Ольга смотрела, как её муж с любовью поглаживает рукоять спиннинга, покрытую пробковым деревом. Он смотрел на эту палку с такой нежностью, с какой никогда не смотрел ни на нее, ни на сына. В его системе координат всё было просто: его хотелка — это святое, это заслуженная награда «кормильца». А труд сына, его бессонные ночи, его горящие глаза — это блажь, которой можно пожертвовать ради пары килограммов щуки и пьянки с друзьями.

— Ты обменял его шанс выбиться в люди на палку, Витя, — сказала Ольга ледяным тоном, чувствуя, как внутри что-то каменеет. — Ты украл у собственного ребенка вещь, которую даже не ты покупал. Мы копили на этот ноут год. Год, Витя! А ты спустил его за пять минут, потому что тебе захотелось покрасоваться перед Михалычем?

— Не украл, а взял взаймы! — рявкнул Виктор, и его лицо налилось багровым цветом. — Я глава семьи! Всё, что в этом доме есть — моё! Захочу — продам, захочу — подарю. И вообще, я сказал: с получки выкуплю. Ну, полежит он там месяц, ничего с ним не случится. Проценты набегут — сам оплачу, не обеднеем. А проект твой… ну, скажешь училке, что вирус всё сожрал. Или что свет моргнул. Придумай что-нибудь, ты ж у нас умный, «программист».

Артём вдруг всхлипнул — громко, по-детски, не в силах больше сдерживаться. Он уткнулся лицом в колени, и его худая спина затряслась. Для него это было крушение мира. Не из-за «железки», а из-за того, с какой легкостью отец растоптал то, что было для него важно.

— Ну вот, разнылся, как девка, — с отвращением бросил Виктор, закидывая рюкзак на плечо. — Тьфу, смотреть противно. Точно надо было тебя в армию сдавать, а не на курсы эти. Всё, Оль, хватит базар разводить. Мужики ждут, рыба не ждет. Вернусь в воскресенье, ухи наварю. А вы тут пока подумайте над своим поведением. Отца уважать надо, а не упреки кидать.

Он потянулся к дверной ручке, держа в другой руке свой драгоценный спиннинг, сияющий новизной. Он был абсолютно уверен в своей правоте. В его мире мужчина имел право на всё, просто по факту рождения, а все остальные должны были подстраиваться, терпеть и ждать, когда барин соизволит вернуть «одолженное».

Ольга перевела взгляд с трясущегося сына на довольную физиономию мужа. В её голове пронеслись сотни вечеров, когда Артём с горящими глазами показывал ей свои первые программы, объяснял, как это работает, мечтал, как напишет что-то великое.
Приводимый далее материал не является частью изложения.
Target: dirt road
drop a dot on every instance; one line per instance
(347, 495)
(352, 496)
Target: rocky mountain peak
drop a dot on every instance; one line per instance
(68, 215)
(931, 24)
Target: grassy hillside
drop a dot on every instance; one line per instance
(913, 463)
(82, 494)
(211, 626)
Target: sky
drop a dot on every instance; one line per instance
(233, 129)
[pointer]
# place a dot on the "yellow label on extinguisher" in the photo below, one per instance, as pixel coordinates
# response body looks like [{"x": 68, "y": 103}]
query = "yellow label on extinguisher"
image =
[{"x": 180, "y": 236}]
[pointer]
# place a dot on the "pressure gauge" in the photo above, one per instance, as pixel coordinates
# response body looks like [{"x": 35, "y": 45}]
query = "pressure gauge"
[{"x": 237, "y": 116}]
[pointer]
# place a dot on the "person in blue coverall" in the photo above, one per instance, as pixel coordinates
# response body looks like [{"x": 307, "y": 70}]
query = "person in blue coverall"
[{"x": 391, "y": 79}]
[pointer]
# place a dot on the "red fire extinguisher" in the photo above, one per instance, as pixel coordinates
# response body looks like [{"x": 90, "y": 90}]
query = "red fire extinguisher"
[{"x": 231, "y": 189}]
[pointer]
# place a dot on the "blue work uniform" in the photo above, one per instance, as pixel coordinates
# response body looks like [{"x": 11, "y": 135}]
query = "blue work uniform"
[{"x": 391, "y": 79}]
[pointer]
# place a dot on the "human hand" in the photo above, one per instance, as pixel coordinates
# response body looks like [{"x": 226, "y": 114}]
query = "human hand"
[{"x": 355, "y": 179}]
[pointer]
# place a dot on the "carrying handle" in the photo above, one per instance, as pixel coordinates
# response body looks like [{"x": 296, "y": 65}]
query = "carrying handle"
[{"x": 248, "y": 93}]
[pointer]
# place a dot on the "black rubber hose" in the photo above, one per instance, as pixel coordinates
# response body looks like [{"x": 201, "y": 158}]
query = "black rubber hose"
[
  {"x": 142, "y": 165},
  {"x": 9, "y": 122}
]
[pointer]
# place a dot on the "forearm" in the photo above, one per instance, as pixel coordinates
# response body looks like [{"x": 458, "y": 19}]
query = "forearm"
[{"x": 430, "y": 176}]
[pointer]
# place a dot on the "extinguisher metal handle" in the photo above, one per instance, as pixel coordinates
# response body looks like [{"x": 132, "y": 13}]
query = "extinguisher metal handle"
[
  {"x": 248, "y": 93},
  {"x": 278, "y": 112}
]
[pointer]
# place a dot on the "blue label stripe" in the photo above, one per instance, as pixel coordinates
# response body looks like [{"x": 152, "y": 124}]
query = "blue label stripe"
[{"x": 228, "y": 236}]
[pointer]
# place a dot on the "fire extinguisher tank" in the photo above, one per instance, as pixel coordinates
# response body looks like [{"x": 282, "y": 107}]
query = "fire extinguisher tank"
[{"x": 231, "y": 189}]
И вот теперь всё это перечеркнуто ради ящика водки и куска углепластика.

— Стой, — сказала она. Голос прозвучал глухо, но в нем была такая тяжесть, что Виктор невольно остановился.

— Чего еще? — он недовольно обернулся, уже предвкушая дорогу и свободу.

Ольга медленно подошла к нему. В её глазах не было слез, не было мольбы. Там была пустота, страшная и темная, как дно колодца.

— Дай сюда, — она протянула руку к спиннингу.

— Зачем? — насторожился Виктор, прижимая снасть к себе. — Смотреть будешь? Руки-то помой сначала, заляпаешь пробку.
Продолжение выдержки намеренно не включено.